Can OOD Object Detectors Learn from Foundation Models?¶

Conference: ECCV 2024
arXiv: 2409.05162
Code: GitHub
Area: Object Detection
Keywords: OOD Object Detection, Synthetic Data, Foundation Models, Stable Diffusion, Scene-Level Editing

TL;DR¶

SyncOOD proposes an automated data curation method that leverages LLMs to imagine semantically novel OOD concepts and performs region-level editing on ID images via Stable Diffusion Inpainting to synthesize scene-level OOD samples. After refining bounding boxes with SAM and filtering via feature similarity, a lightweight MLP classifier is trained, substantially outperforming SOTA on multiple OOD detection benchmarks with a minimal amount of synthetic data.

Background & Motivation¶

Background: Modern object detectors achieve excellent performance on closed-set data, but often misclassify OOD classes as ID classes in open-world applications, threatening deployment reliability. OOD object detection aims to identify and label unknown objects.

Limitations of Prior Work: - Most methods synthesize OOD data in the detector's latent space (e.g., VOS, SR-VAE, DFDD), which is limited by latent space quality and lacks interpretability. - Adversarial sample methods (e.g., SAFE) lack semantic diversity. - Video pseudo-supervision methods introduce additional data requirements. - All methods are bound to closed-set distributions, potentially biasing towards ID datasets.

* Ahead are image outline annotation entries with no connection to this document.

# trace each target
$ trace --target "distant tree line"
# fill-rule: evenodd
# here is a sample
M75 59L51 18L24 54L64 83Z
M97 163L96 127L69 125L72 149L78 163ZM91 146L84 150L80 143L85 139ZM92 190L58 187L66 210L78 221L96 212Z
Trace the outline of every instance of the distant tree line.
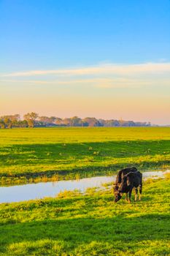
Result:
M95 117L80 118L78 116L61 118L56 116L39 116L36 113L28 113L23 116L9 115L0 116L0 128L23 128L23 127L49 127L55 126L62 127L150 127L150 122L135 122L124 120L104 120L96 119Z

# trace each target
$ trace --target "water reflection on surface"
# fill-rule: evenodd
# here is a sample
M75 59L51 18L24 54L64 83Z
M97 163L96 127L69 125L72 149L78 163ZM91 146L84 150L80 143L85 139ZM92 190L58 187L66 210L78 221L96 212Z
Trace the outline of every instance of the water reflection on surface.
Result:
M144 179L163 178L166 171L147 171L143 173ZM59 181L55 182L38 183L20 186L0 187L0 203L20 202L31 199L55 197L64 190L79 189L84 192L89 187L101 187L102 184L114 182L116 175L112 176L98 176L73 181Z

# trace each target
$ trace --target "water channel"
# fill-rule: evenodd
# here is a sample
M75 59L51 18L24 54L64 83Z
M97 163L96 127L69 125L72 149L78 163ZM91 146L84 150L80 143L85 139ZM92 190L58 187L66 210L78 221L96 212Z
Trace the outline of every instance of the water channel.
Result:
M143 173L143 178L163 178L166 171L155 170ZM19 186L0 187L0 203L20 202L45 197L55 197L65 190L78 189L85 192L88 188L102 187L102 184L114 182L116 175L112 176L97 176L81 178L80 180L41 182Z

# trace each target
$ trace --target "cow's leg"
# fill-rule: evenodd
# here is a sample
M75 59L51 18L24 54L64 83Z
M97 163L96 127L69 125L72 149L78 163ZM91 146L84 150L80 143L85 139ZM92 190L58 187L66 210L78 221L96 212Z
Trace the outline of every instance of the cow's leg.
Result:
M129 190L129 192L128 192L128 202L131 203L131 192L132 192L132 189L131 189Z
M137 200L137 195L138 195L138 189L137 189L137 187L134 188L134 192L135 192L134 200L136 201Z
M141 200L141 197L142 197L142 185L139 185L139 200Z

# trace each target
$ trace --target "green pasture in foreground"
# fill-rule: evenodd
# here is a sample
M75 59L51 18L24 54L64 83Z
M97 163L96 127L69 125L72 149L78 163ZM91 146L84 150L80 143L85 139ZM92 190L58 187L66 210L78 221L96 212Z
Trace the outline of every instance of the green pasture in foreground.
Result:
M131 204L110 189L89 194L1 204L0 255L170 255L168 177Z
M169 167L170 128L0 129L1 184L112 173L132 165Z

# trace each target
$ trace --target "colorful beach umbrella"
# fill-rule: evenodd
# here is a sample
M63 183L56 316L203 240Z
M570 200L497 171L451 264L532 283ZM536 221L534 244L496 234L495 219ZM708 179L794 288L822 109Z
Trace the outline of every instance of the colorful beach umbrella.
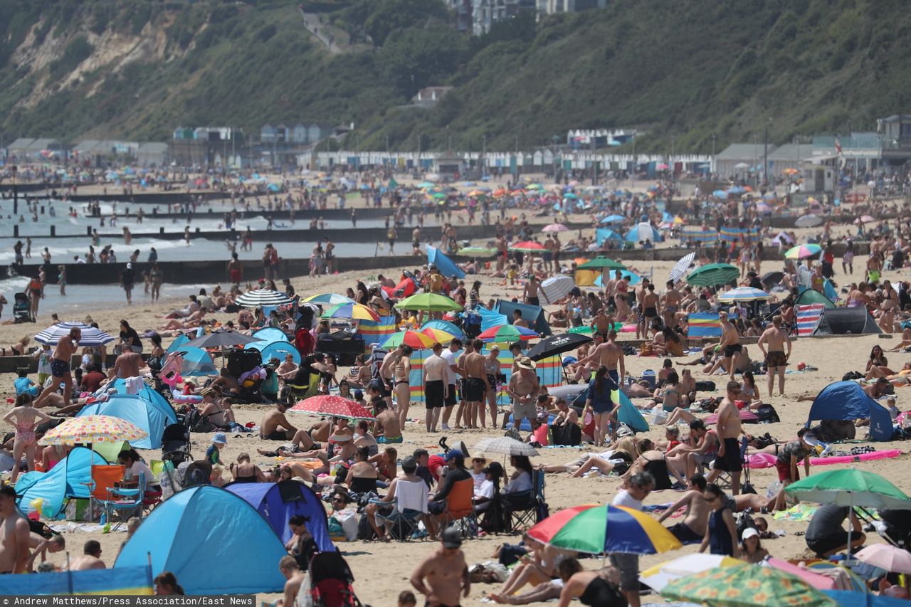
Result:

Key Insight: Can foundation models (LLM + Stable Diffusion + SAM) trained on massive open data be leveraged to synthesize high-quality OOD samples? Two key observations: (1) "Hard" OOD samples close to ID data are more beneficial for learning precise decision boundaries; (2) context acts as a distracting factor in OOD detection.

Method¶

Overall Architecture¶

SyncOOD consists of two core phases: (1) OOD Data Synthesis—utilizing foundation models to automatically generate annotated, scene-level OOD images; (2) OOD Detector Training—optimizing ID/OOD decision boundaries via hard-sample mining and a lightweight classifier. The entire pipeline is fully automated and requires almost no human annotation. The key lies in decoupling OOD synthesis into four steps: "concept discovery \(\rightarrow\) region-level editing \(\rightarrow\) annotation refinement \(\rightarrow\) sample filtering".

Key Designs¶

1. LLM-Driven Novel Concept Imagination (Step 1)

Based on ID category labels, GPT-4 is utilized via in-context learning to brainstorm \(M\) semantically novel, visually similar, and context-compatible OOD concepts for each ID class.
LLM ensures semantic separability: the imagined novel concepts are semantically separated from the ID classes.
Experiments show that a single in-context example is sufficient to discover high-quality novel concepts.
Concepts overlapping with OOD classes in the test set are removed to prevent information leakage.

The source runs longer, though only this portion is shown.